I mean, I think one of the last vestiges of the old world, is sitting in a theater. That is why, for me, there is something incredibly disruptive about a cellphone going off in the middle of a performance. You recognize that there is something incredibly unique about any particular performance of any particular play, and it will never be the same way again. There is something wonderfully ephemeral about it. You cannot capture it again. It cannot be repeated. It's over as it's happening. You can do the play again the next day, but you have a new audience. Your actors are a day older than they were yesterday, and whatever experience they've had in the last 24 hours might influence what you see. If they have indigestion--anything can influence them. The same is true for the audience.
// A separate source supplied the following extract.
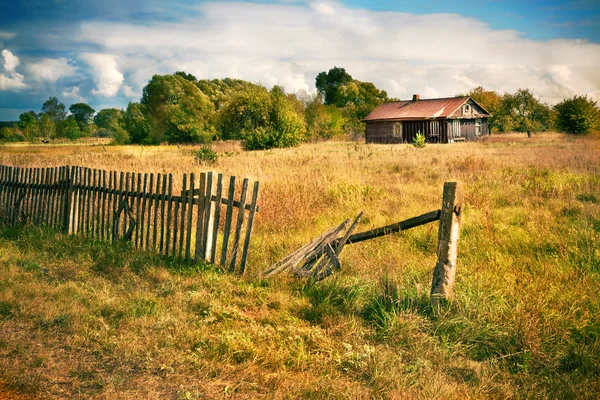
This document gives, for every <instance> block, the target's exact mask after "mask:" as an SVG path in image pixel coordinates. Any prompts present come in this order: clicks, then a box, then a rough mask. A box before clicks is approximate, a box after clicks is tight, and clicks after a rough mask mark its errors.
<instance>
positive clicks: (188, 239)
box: [185, 173, 196, 260]
mask: <svg viewBox="0 0 600 400" xmlns="http://www.w3.org/2000/svg"><path fill="white" fill-rule="evenodd" d="M195 178H196V177H195V176H194V174H193V173H192V174H190V190H189V193H188V204H189V211H188V216H187V232H186V241H185V259H186V260H189V259H190V247H191V244H192V222H193V219H192V217H193V214H194V185H195V184H196V182H195Z"/></svg>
There's nothing more intimate than a relationship between an actor and audience. Whether or not we're able to articulate it, or comprehend it, there is something very precious about that interaction. It doesn't happen when you're seeing a movie. It doesn't happen when watching a TV show. As much as you love Meryl Streep, you're not there when she's giving her performance. She's not there when you're watching her performance. But if you've ever seen her on stage, you're there and she's there at the exact same time at the exact same place. You're in a room with Meryl Streep or you're in a room with Luke Macfarlane. They are nowhere else in the world, but there with you, in that moment. That's what makes it exciting and that's what makes it rare and special.

Reverberation continues through March 15.